The primary historical application of this concept was by US and allied leaders attempting to figure out the meaning behind Soviet actions while also subtly but clearly communicating their own actions to Soviet leadership—which was notoriously opaque, but still quite rational in its behaviors.
This field of inquiry later forked into an array of fields and studies, each focused on elements of that larger concept of decoding, understanding, and communicating within a context of imperfect information and transmission.
One such exploratory side-path was oriented around the concept of "common knowledge"—basically, what does everyone (or essentially everyone) know, and can that shared collection of knowledge be used to communicate across obscured or noisy channels?
One of the pioneers in this space was an economist named Thomas Schelling, who proposed that there were shared bundles of knowledge possessed by more or less everyone in a given society, and by tapping into those collections of shared understandings, we can communicate and even orchestrate our actions to a certain degree, should we need to do so.
Probably the best-known bit of research on this concept comes from a study conducted by Schelling for which he and his team asked New Yorkers where they would go if they were meant to meet with another New York City local—a stranger—if they could not communicate with that stranger when and where to meet.
By far the most common response was "Grand Central Terminal at noon."
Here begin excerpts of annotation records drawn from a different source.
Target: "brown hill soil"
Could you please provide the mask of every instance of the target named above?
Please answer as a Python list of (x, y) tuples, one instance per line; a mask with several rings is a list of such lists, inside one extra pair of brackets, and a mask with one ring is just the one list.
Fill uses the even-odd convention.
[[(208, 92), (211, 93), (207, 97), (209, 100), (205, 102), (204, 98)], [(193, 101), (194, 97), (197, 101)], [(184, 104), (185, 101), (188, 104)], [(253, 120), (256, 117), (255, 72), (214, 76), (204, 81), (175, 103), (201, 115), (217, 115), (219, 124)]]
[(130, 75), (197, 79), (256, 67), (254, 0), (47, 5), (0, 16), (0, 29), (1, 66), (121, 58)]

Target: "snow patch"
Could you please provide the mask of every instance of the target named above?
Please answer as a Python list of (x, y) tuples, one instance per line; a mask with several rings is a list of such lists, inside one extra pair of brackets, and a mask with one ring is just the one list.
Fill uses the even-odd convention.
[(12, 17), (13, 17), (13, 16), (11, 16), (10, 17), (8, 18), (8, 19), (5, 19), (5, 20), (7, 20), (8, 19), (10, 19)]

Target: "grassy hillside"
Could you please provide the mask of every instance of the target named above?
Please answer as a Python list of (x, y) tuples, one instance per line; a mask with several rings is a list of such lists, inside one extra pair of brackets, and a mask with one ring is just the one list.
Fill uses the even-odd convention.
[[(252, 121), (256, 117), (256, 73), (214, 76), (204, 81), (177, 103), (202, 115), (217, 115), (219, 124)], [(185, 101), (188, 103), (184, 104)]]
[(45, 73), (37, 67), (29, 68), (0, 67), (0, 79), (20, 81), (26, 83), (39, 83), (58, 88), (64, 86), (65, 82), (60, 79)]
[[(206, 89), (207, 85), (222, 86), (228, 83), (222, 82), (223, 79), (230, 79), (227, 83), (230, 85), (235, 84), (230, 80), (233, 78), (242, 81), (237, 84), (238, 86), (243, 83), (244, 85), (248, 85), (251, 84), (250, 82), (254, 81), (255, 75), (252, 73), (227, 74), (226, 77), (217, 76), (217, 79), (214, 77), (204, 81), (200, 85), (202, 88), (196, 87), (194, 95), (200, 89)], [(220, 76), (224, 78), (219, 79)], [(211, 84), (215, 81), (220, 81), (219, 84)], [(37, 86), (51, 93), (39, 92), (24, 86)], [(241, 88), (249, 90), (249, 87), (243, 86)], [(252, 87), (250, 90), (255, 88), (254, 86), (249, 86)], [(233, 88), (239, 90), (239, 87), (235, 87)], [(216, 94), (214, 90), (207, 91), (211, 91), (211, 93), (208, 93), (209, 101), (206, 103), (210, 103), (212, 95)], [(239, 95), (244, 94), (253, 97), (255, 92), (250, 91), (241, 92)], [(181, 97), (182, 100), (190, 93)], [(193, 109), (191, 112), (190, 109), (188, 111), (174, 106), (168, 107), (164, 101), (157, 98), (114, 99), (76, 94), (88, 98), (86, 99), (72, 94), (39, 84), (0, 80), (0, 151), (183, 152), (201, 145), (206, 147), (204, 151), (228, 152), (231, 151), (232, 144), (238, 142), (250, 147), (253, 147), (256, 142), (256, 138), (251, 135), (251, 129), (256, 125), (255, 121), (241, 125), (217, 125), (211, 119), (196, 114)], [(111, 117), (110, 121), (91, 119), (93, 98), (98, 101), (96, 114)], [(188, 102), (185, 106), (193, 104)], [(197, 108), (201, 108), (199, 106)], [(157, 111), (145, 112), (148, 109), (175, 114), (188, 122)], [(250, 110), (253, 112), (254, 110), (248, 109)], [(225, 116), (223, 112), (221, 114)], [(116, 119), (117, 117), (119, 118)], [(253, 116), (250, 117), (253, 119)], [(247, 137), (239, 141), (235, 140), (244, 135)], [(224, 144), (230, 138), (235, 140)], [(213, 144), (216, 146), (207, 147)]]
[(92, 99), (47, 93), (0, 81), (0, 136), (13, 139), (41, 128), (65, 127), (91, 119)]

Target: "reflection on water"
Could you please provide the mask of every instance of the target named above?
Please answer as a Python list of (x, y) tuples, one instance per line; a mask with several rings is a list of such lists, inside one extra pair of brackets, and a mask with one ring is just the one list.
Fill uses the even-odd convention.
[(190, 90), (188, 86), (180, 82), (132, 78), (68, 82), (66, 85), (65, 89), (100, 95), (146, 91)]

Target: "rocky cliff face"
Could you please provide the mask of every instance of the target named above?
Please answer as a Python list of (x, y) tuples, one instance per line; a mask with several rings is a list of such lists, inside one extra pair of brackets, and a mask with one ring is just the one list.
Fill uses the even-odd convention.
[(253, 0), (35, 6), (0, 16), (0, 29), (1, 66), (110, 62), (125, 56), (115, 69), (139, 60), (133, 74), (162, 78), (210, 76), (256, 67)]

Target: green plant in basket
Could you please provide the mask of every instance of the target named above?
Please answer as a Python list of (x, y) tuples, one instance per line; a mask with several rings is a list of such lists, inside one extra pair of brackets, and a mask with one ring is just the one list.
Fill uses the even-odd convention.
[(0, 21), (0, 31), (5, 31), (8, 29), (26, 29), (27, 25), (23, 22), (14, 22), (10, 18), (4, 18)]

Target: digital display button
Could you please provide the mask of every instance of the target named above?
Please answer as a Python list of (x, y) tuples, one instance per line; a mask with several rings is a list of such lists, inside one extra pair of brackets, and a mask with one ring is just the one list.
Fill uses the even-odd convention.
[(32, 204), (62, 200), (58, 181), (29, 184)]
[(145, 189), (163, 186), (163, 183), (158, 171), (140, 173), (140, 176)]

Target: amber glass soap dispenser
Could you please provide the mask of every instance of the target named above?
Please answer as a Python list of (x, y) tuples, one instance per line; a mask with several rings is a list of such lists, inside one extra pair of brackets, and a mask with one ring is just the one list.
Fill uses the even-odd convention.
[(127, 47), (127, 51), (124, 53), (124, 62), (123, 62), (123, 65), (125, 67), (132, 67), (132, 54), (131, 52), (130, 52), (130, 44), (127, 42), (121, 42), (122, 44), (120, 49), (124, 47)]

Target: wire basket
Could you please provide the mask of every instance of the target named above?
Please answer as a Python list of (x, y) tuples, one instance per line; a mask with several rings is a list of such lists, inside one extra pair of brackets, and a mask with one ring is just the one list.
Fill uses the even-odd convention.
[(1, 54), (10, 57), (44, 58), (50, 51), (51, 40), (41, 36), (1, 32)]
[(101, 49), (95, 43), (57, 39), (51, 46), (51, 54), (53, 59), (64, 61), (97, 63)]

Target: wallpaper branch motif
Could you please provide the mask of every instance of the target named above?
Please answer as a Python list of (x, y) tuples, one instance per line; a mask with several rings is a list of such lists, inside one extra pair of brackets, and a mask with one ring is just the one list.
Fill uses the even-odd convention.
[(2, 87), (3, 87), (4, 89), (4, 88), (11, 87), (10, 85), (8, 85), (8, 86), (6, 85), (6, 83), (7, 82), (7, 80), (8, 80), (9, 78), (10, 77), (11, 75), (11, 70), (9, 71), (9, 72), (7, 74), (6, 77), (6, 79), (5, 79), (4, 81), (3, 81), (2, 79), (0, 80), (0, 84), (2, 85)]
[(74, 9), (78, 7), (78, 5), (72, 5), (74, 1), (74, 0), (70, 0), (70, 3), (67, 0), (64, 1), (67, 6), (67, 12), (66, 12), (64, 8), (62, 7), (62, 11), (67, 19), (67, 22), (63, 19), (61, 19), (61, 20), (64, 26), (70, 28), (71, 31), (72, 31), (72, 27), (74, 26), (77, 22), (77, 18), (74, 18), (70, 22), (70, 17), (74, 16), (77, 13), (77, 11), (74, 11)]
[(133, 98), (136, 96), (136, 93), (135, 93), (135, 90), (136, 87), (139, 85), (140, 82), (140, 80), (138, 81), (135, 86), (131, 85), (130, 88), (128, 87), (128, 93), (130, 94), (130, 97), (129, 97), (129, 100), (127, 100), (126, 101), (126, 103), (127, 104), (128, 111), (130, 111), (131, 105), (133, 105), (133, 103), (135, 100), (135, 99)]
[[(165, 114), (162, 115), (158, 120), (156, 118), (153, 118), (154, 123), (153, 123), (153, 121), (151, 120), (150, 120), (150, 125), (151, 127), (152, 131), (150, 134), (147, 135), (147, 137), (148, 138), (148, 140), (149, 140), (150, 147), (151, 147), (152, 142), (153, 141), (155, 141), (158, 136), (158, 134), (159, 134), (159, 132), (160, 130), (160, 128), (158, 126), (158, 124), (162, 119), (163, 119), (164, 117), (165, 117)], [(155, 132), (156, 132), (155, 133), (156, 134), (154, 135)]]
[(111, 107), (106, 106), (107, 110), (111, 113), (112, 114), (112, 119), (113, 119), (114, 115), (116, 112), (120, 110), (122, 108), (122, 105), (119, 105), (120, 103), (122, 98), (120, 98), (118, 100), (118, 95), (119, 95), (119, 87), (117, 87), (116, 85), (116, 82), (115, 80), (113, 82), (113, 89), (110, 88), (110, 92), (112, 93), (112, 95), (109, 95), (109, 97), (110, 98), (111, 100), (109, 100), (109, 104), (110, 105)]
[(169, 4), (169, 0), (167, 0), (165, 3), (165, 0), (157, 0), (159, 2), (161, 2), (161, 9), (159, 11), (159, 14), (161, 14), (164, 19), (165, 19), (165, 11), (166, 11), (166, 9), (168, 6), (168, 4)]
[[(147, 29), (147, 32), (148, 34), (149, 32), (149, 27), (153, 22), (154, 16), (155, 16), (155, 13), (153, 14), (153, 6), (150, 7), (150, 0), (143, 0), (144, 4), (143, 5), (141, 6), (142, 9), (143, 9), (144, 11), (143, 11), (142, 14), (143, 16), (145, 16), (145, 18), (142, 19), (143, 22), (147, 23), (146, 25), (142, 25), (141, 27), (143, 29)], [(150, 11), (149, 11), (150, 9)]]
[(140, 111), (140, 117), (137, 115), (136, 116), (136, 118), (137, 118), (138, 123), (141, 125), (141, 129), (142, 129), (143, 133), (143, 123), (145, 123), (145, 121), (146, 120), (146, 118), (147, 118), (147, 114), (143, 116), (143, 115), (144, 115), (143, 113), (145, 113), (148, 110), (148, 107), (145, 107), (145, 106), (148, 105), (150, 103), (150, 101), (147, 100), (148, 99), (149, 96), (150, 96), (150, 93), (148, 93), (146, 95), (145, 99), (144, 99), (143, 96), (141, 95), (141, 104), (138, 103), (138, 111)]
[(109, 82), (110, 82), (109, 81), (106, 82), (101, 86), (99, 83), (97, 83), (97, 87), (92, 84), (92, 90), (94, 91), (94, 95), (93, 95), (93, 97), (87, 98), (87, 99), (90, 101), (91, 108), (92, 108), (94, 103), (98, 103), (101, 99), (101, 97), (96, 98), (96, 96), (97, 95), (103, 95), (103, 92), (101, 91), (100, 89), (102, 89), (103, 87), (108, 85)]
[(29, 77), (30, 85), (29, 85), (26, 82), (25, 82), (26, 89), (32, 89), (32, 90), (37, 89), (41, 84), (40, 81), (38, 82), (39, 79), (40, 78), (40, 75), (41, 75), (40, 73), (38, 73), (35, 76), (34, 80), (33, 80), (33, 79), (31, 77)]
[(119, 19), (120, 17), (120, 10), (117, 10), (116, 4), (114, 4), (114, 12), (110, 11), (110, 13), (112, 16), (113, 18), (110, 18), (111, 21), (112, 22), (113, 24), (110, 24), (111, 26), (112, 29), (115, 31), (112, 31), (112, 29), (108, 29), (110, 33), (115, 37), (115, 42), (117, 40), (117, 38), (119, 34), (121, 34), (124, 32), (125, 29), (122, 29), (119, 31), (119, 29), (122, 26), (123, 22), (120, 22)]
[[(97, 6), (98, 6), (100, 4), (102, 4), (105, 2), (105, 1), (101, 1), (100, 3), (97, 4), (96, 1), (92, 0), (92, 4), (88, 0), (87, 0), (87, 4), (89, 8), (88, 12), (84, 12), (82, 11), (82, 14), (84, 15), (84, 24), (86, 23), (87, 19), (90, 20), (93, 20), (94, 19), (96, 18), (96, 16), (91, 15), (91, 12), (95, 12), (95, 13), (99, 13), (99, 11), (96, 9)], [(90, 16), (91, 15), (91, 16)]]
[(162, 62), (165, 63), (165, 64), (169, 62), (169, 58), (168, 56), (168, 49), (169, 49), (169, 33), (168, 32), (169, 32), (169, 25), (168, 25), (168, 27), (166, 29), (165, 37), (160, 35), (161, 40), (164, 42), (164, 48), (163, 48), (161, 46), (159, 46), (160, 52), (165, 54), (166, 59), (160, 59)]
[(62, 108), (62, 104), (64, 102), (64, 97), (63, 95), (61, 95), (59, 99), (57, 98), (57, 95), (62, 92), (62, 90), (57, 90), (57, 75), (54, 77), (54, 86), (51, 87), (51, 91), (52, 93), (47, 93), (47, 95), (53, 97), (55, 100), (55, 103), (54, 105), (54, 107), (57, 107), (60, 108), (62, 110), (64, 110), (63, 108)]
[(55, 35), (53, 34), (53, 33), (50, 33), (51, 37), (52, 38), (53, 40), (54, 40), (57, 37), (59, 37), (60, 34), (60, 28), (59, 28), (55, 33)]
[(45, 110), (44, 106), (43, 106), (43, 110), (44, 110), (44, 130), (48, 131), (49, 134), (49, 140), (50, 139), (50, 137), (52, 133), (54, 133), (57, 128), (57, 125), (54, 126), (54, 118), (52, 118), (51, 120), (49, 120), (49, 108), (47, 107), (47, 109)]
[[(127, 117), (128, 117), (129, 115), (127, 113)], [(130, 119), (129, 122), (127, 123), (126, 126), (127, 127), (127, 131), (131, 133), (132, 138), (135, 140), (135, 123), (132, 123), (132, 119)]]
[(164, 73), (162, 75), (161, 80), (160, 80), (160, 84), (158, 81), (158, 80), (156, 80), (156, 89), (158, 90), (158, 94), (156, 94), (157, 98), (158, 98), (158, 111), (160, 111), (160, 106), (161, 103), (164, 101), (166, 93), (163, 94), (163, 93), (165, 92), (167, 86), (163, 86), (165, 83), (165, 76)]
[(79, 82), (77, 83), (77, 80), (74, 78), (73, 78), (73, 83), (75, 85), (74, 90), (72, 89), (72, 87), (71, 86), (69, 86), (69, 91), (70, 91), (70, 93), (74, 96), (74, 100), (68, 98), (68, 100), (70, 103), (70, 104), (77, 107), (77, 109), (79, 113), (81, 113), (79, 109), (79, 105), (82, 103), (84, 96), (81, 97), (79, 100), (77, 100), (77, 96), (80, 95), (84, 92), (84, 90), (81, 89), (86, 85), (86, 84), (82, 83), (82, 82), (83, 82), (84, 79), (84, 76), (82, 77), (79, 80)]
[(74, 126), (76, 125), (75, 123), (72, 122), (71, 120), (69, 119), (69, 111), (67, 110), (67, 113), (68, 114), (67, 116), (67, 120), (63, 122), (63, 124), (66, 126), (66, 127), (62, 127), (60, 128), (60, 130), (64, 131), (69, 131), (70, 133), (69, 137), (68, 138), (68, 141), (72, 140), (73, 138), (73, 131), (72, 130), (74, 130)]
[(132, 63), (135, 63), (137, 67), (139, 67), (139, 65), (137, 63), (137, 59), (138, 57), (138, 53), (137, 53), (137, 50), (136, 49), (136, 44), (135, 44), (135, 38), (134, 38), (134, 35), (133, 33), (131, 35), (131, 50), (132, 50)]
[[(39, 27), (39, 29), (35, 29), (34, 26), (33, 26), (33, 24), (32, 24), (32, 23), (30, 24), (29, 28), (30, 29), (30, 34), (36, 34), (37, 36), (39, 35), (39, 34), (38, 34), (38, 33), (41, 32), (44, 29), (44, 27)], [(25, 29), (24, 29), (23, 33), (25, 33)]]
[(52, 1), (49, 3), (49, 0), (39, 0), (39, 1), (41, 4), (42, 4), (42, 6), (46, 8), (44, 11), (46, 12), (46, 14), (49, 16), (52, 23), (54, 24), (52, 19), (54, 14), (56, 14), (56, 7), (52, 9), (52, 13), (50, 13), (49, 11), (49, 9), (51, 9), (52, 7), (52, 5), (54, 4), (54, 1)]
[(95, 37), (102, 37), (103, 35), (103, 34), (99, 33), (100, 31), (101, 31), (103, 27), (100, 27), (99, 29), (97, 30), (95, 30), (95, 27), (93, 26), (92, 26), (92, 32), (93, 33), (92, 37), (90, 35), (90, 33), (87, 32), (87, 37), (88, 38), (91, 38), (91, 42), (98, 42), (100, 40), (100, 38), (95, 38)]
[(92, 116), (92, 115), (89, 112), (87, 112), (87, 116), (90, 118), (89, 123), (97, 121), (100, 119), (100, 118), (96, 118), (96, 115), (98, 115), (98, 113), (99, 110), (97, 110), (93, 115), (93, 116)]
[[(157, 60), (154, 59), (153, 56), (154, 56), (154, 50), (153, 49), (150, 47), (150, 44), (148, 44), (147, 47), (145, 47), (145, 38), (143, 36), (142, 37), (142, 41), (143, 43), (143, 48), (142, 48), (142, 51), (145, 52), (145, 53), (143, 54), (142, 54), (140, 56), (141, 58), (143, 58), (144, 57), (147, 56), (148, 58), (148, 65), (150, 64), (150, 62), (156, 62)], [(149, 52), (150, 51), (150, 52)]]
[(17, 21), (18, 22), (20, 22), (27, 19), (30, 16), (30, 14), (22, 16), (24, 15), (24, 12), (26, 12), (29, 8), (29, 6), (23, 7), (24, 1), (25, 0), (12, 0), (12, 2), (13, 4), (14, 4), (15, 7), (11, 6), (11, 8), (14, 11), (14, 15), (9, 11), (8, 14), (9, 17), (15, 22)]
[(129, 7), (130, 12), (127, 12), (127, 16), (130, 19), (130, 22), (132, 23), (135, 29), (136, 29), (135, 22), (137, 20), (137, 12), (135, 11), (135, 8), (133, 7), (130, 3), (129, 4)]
This response—this time and this location—were considered to be "focal points," sometimes called "Schelling points," for New York City locals, as it seemed like the most logical place and time to meet for them, but importantly, they also assumed other people (other NYC locals) would come up with the same place and time.
So while they might have their own "most logical" location for their neighborhood, for their friends, for their industry colleagues—next to the Wall Street bull statue when the market closes for stock traders, maybe—because they didn't know anything about the other person except that they were fellow NYC residents, they simplified their answer to something they assumed everyone with those base-level attributes would have in common.
The concept of Schelling points has been further (and more broadly) tested over the years, and has been shown to be fairly consistent—though it's unclear how and why these focal points form, and by what mechanism we determine our local points of focus on a person-to-person basis: how we simplify, and if there's a modelable mechanism at play.
It does seem to offer pathways through which we might better coordinate assumptions, goals, and actions, though, as it could help inform both laws and un-legislated norms which serve the communities in which they're applied, while also allowing individuals to better coordinate with strangers about whom we know little or nothing, but with whom we logically share at least some fundamental goals and understandings.